A bit unfair, considering so much of Willem Dafoe’s Osborn in No Way Home relies on his excellent work in Sam Raimi’s Spider-Man trilogy. Indeed, the MCU’s latest Spidey effort makes no attempt at hiding its shameless piggybacking on Raimi’s superior films. Still, the four-time Oscar nominee brings a healthy and much-needed dose of lunacy to the MCU, giving Holland’s Spidey the battle of his life. More MCU villains should be as balls to the wall as Dafoe’s Green Goblin.
Jake Gyllenhaal relishes every second he gets to play Quentin Beck. Mysterio has some of the most visually interesting powers out of any MCU villain, and Spider-Man: Far From Home uses them to their fullest extent, delivering some of the most striking sequences in its history. Gyllenhaal’s Mysterio succeeds in ruining Peter Parker’s life and looks fabulous doing it. Few other villains can boast of so many accomplishments.
Michael B. Jordan brings a sense of gravitas to his portrayal of Erik Killmonger. Black Panther already has a sense of dignity that few, if any, MCU films share. However, Jordan goes the extra mile, injecting a healthy dose of realism and cynicism into his villain. Killmonger is anger personified; he might use a high-tech suit, but his motives and rage stem from very real and prevalent injustices. In Killmonger, the MCU finds the perfect balance between the superhero genre and genuine, deeply human drama.
It takes some serious commitment to play a character for more than 10 years. Tom Hiddleston’s Loki is the only MCU villain to receive such development beyond his initial stint, and while he achieved it by sacrificing most of his evil ways, it’s still an impressive achievement. These days, Loki is more antihero than all-out villain, but that’s the charm of the trickster. He can be good or bad, depending on the situation, yet his self-serving ways are always the priority. Hiddleston turned Loki into a character almost as important as any Avenger, something that even Loki would admire.
It took the MCU nine years to introduce a female villain, but it was worth the wait. Cate Blanchett’s Hela packed more punch with one line of dialogue than most other Marvel villains had in their entire movies. The two-time Oscar winner sank her perfect teeth into the role, chewing scenery left and right and delivering every word of dialogue with delicious wickedness. Hela gave Thor a run for his money and contributed to cementing Thor:Ragnarok as one of the best films in the MCU.
Is Wanda Maximoff a villain? Yes, she is. However, the Scarlet Witch is also the MCU’s best character. Thanks to a storyline that devoted sufficient time to explore her trauma and psyche, as well as Elizabeth Olsen’s excellent performance, the Scarlet Witch was free to bend the entire multiverse in Doctor Strange’s most recent adventure. Her rage might seem unearned, and she might not be fully villainous after the film’s ending. However, she is far from the clean-cut, goody two-shows Avenger. Wanda is not reasonable, but no one can say she’s not fascinating.

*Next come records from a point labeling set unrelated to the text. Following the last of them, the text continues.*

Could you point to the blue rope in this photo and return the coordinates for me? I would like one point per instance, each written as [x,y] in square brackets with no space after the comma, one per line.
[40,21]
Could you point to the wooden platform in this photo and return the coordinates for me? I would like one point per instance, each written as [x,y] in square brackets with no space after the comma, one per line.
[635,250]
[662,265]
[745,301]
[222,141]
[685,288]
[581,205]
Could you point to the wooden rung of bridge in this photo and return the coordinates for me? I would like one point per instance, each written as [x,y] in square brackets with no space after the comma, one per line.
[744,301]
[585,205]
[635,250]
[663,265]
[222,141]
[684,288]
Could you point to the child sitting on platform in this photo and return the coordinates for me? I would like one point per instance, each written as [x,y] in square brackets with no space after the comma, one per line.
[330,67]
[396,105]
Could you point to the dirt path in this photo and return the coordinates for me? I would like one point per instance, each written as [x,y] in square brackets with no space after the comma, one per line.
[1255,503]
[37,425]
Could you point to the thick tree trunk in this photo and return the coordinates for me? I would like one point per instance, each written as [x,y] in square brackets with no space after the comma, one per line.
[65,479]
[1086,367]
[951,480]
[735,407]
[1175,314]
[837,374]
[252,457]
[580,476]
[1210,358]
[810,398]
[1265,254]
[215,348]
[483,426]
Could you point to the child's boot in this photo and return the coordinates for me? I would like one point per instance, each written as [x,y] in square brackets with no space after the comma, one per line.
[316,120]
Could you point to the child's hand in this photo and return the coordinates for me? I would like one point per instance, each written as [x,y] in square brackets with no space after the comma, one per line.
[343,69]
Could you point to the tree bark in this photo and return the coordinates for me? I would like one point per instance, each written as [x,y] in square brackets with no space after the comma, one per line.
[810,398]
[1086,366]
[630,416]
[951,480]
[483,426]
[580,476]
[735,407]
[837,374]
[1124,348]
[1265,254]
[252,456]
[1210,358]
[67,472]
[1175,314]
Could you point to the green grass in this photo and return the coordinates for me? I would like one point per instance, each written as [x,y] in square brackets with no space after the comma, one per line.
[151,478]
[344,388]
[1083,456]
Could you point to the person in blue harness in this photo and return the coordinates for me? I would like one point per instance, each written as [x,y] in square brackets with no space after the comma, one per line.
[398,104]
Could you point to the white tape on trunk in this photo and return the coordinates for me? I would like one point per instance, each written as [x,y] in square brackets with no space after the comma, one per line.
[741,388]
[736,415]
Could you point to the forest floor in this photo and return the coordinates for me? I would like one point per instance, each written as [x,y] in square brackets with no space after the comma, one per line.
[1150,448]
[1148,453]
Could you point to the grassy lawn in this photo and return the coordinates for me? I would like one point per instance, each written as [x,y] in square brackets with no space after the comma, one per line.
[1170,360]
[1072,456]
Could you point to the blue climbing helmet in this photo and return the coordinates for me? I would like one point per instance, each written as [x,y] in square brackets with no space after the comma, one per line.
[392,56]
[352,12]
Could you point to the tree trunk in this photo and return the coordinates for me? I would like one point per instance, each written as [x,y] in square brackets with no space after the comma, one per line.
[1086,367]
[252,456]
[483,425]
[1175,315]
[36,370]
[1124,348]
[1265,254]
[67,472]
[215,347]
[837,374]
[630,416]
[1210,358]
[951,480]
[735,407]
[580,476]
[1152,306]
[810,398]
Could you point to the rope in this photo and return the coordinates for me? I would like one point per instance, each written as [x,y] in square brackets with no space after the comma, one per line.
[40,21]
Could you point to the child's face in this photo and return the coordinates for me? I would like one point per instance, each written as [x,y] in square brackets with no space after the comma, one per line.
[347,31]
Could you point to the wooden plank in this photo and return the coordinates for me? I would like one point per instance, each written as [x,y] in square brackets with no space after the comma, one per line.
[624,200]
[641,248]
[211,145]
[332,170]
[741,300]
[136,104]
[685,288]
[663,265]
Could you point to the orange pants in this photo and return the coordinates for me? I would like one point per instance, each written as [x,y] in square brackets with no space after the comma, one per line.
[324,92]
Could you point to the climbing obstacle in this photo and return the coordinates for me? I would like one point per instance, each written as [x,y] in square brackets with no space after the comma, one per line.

Who else, if not the Mad Titan, could top this list? Thanos lived up to the 10-year buil-up, embodying the Avengers’ worst fears and beating them at their own game with a snap of his massive fingers. Thanks to Josh Brolin’s thoughtful, pragmatic performance, and some genuinely impressive work from the VFX team, Thanos was the best possible antagonist for the Avengers to face. The Mad Titan brought every hero in Marvel to their knees, daring them to get up if they could. Thanos is the best Marvel villain; chances are he’ll never get dethroned. Sorry, Kang.